Bremges et al. (2015). GigaScience, 4:33. doi:10.1186/s13742-015-0073-6

Data availablility

Raw sequencing data are available in the European Nucleotide Archive (ENA) under study accession PRJEB8813.
The datasets supporting the results of our manuscript are available in GigaScience's GigaDB:

Bremges et al. (2015). GigaScience Database. doi:10.5524/100151

Reproducibility

Excluding the KEGG analysis, which relies on a commercial license of the KEGG database, all steps are performed using free and open-source software.

Makefile

The complete workflow is organized in a single GNU Makefile. It downloads all data and re-runs all analysis steps (w/o the time-consuming BLASTP search against KEGG, for that please adjust the Makefile). All data and results can be reproduced by a simple invocation of make.

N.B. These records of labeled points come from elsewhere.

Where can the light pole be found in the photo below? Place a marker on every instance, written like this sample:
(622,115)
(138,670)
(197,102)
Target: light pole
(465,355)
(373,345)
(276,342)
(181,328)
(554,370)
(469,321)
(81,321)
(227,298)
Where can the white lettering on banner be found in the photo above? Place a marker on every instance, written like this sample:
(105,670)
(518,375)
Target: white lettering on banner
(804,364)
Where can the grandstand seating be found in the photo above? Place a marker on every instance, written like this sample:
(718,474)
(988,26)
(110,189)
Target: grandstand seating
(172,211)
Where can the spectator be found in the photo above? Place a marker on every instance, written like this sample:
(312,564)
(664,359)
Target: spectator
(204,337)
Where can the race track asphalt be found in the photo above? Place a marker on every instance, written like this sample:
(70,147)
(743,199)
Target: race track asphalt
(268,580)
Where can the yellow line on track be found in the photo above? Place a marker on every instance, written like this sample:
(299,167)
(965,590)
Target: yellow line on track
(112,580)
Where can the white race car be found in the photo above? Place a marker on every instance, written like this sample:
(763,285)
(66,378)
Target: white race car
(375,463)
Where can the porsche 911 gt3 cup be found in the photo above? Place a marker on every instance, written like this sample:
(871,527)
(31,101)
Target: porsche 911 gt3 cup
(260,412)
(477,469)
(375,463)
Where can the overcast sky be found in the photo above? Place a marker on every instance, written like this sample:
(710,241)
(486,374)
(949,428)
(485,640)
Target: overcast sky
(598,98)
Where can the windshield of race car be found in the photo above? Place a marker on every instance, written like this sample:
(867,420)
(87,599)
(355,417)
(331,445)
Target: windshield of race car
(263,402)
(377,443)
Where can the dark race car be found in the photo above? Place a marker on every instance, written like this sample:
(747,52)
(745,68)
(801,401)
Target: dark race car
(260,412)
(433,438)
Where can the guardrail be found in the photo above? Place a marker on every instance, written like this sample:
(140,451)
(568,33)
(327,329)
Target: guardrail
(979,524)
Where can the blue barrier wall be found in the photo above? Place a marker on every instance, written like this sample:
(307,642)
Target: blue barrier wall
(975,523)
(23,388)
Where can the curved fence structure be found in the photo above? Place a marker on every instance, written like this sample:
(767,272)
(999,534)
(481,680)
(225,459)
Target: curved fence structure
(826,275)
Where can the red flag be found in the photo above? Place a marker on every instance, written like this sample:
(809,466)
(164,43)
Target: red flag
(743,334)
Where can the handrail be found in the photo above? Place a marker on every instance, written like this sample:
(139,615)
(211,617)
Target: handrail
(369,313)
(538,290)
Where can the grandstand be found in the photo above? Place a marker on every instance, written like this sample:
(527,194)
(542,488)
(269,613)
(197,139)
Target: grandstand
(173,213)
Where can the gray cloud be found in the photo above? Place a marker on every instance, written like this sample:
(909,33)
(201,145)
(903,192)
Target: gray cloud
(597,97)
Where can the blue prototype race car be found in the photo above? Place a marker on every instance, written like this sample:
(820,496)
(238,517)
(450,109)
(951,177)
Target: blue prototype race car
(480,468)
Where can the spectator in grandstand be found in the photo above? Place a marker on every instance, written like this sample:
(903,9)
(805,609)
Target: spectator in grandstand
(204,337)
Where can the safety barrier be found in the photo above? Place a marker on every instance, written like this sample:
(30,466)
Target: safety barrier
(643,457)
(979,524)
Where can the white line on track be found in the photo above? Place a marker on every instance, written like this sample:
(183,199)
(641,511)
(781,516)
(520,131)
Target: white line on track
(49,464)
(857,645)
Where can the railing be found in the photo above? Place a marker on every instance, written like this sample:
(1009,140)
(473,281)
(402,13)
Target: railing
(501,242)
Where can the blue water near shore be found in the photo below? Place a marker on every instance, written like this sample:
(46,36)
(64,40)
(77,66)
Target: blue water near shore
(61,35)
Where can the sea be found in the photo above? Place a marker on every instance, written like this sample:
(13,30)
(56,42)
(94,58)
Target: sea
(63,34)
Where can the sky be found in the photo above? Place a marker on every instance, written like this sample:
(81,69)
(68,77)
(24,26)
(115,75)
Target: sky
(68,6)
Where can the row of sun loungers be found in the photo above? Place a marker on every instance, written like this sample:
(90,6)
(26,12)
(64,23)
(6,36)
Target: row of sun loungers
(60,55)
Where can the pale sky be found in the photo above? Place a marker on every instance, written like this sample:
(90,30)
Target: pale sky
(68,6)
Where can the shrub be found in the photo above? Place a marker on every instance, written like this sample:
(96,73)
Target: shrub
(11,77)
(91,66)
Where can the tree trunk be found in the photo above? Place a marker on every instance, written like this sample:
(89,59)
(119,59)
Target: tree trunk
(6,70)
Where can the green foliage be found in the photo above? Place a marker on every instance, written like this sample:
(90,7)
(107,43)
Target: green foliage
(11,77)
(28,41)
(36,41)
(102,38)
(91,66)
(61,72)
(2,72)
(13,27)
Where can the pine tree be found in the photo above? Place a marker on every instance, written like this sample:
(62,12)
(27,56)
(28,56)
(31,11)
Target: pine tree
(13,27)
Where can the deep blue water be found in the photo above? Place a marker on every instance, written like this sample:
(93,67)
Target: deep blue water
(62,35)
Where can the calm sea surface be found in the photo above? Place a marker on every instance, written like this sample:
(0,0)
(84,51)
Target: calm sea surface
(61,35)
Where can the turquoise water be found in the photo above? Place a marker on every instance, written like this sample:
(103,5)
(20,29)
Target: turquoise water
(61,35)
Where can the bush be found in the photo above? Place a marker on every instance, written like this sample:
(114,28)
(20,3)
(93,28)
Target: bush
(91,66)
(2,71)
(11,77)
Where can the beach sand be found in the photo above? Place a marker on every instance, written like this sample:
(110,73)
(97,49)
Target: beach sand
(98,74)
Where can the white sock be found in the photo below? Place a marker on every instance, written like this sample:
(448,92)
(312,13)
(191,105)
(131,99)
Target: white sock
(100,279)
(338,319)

By default, the metagenome assembly (Ray Meta) will run with 48 threads. Read preprocessing (Trimmomatic) and mapping (Bowtie2) with 8 threads each. This suits e.g. a single-node machine with 48 cores and parallel execution of make with make -j. Please adjust the default values accordingly.

Note: Ray Meta is nondeterministic on 2 or more cores, and thus the assembly results will slightly vary from run to run. Downstream analyses will be affected by this, but the results are of comparable quality and mostly consistent.

Docker container

@pbelmann implemented and tested the accompanying Docker container.

  1. docker pull metagenomics/2015-biogas-cebitec
  2. docker run -v /path/to/workspace/directory:/home/biogas/data metagenomics/2015-biogas-cebitec

Note: The workspace directory, /path/to/workspace/directory, mounted to the container should be on a volume with >83GB space.
After the container finished, all results can be found in here.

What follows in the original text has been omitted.